Significant Association Found Between Vitamin D, Improved Insulin Resistance


Researchers say vitamin D supplementation could be a low-cost and effective avenue for the reduction of insulin resistance and better outcomes in preventing and treating diabetes.

New research shows a significant inverse association between vitamin D intake and insulin resistance (IR), indicating that vitamin D can regulate and improve IR, according to the results of a study published in Scientific Reports.

Image credit: Cozine -

Image credit: Cozine -

Prior literature shows the plausibility of low vitamin D levels being associated with an increased risk of IR, and the availability and affordability of vitamin D-fortified supplements represent an intriguing pathway to prevent or reduce insulin resistance, the researchers wrote.

However, the previous trials indicated that mixed results are commonplace, leaving it undetermined whether vitamin D is a possible adjuvant therapy for insulin resistance and diabetes prevention. The researchers conducted a meta-analysis and systematic review of available studies to define the association between serum or supplemental vitamin D levels and insulin resistance, in addition to the contribution of vitamin D to type 2 diabetes.

The investigators searched 4 databases for the literature review, with randomized clinical trials (RCTs) and observational studies with a control group being eligible for selection. After a full evaluation, 18 RCTs and 20 observational studies were selected for further meta-analysis, which ultimately proved that vitamin D has a significant effect on regulating insulin resistance.

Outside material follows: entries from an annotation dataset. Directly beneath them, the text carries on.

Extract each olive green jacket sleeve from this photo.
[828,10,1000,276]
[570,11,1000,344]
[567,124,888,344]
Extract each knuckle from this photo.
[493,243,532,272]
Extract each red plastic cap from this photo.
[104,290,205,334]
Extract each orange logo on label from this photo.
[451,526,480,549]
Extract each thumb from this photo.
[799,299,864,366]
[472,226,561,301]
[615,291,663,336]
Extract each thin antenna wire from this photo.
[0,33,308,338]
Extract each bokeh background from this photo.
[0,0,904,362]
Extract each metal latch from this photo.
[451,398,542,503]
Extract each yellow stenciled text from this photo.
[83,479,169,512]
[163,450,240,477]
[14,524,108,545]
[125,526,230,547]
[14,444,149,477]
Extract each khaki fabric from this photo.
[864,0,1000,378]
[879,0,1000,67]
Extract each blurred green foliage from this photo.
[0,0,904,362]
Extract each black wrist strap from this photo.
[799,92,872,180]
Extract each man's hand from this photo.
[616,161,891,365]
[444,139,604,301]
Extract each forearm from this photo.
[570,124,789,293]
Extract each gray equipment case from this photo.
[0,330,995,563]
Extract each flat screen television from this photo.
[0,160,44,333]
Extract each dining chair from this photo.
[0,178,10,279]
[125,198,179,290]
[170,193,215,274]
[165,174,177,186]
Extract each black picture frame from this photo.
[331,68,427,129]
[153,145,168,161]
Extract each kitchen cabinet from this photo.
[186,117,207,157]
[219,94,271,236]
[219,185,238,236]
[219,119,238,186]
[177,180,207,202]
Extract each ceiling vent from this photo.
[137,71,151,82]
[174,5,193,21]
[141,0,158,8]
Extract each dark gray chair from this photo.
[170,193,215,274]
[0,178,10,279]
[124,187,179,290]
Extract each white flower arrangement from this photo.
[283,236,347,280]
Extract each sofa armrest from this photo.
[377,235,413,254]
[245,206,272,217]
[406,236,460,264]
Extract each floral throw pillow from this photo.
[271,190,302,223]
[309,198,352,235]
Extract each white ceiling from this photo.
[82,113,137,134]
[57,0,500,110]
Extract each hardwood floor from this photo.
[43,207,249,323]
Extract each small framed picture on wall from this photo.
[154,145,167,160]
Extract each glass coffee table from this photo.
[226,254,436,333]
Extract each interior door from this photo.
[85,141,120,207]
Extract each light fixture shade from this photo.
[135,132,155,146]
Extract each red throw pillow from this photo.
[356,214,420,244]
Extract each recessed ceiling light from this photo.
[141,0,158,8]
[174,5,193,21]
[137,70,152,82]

In the overall analysis of studies examining the supplementation effect of vitamin D on IR, the diabetic with vitamin D treatment group showed significantly improved insulin resistance across multiple categories. However, there was significant heterogeneity between trials in the analysis of insulin resistance (I2 = 86.7%, P < 0.05) and insulin (I2 = 91.3%, P < 0.05).

Serum insulin (standard mean difference [SMD] = -0.265; 95% CI, -0.394 to -0.136, P < 0.05), glucose (SMD = -0.17; 95% CI, -0.301 to -0.039, P < 0.05), and homoeostasis model assessment-insulin resistance (HOMA-IR) (SMD = -0.441; 95% CI, -0.582 to -0.3, P < 0.05) all showed improvement when treated with vitamin D supplements compared with the routine treatment group.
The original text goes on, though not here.